TransSurfacing: Digital Collages

Artist Statement

TransSurfacing is a three-part installation that investigates the current cultures of transgender people in America consisting of a wall collage, interviews with transgendered people and personal collages. As a lesbian who came of age during the era of the Stonewall riots and identity politics, and who identifies as butch and gender queer, I’ve experienced a lifetime of negotiating a nonconforming gender identity and presentation. However, the feelings of being in the wrong body are ones that are unfamiliar. The dual experience of what is on the one hand so familiar, and yet deeply unfamiliar is what compelled me to explore this subject.

As the project progressed I began to more directly investigate how and where I have fit into the gender spectrum. The result is a series of collages which represent a life marked by desire and fantasies to be the opposite gender, the startled moment of becoming a woman and the uneasy embrace of the feminine while presenting as butch—an identity captured today under the fluid identification of gender queer.

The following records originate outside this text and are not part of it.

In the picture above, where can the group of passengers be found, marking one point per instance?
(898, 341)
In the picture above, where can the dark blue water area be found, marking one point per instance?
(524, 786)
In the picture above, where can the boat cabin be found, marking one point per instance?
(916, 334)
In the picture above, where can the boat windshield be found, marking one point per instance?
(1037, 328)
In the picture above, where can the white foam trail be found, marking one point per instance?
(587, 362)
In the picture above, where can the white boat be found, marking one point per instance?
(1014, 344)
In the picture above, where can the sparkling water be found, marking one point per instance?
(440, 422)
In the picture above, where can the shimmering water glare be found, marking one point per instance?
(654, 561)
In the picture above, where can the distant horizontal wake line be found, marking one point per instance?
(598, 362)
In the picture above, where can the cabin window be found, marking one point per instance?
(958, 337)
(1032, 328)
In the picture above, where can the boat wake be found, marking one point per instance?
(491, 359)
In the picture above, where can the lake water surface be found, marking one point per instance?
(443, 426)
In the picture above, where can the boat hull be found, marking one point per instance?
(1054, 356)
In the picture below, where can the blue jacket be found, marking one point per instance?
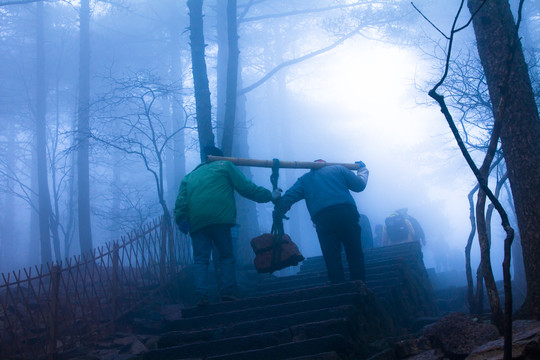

TransSurfacing is meant to offer a multiperspective view of trans culture—at a moment when transgender issues and representatives are beginning to break through into mainstream culture, yet are still bound tightly within the disciplined control of a dominant cisgender American society that metes out privilege or violence based on class and race but rather is a soupçon of contemporary personal experiences and perspectives meant to spark discussion. The collages issued primarily from research and images gathered from the internet, as well as from one-on-one conversations and films, articles and books. Several transgender people were asked to view the completed work and offer their candid opinions. The result is a circular conversation between the artist, the viewer and the some in the transgender community.

Jo Ann BlockJo Ann Block’s work comments on the complexities and ambiguities of queer identity. Her projects investigate queer history, sexuality, and identity as they are inscribed within historical and contemporary culture. Her work includes painting, collage, assemblage and installation. Block lives and works in Washington, D.C. She received a BFA from UCLA and a MFA from Vermont College of Fine Arts. She has worked as a graphic designer in the film industry in Los Angeles and has taught at Ventura College in California.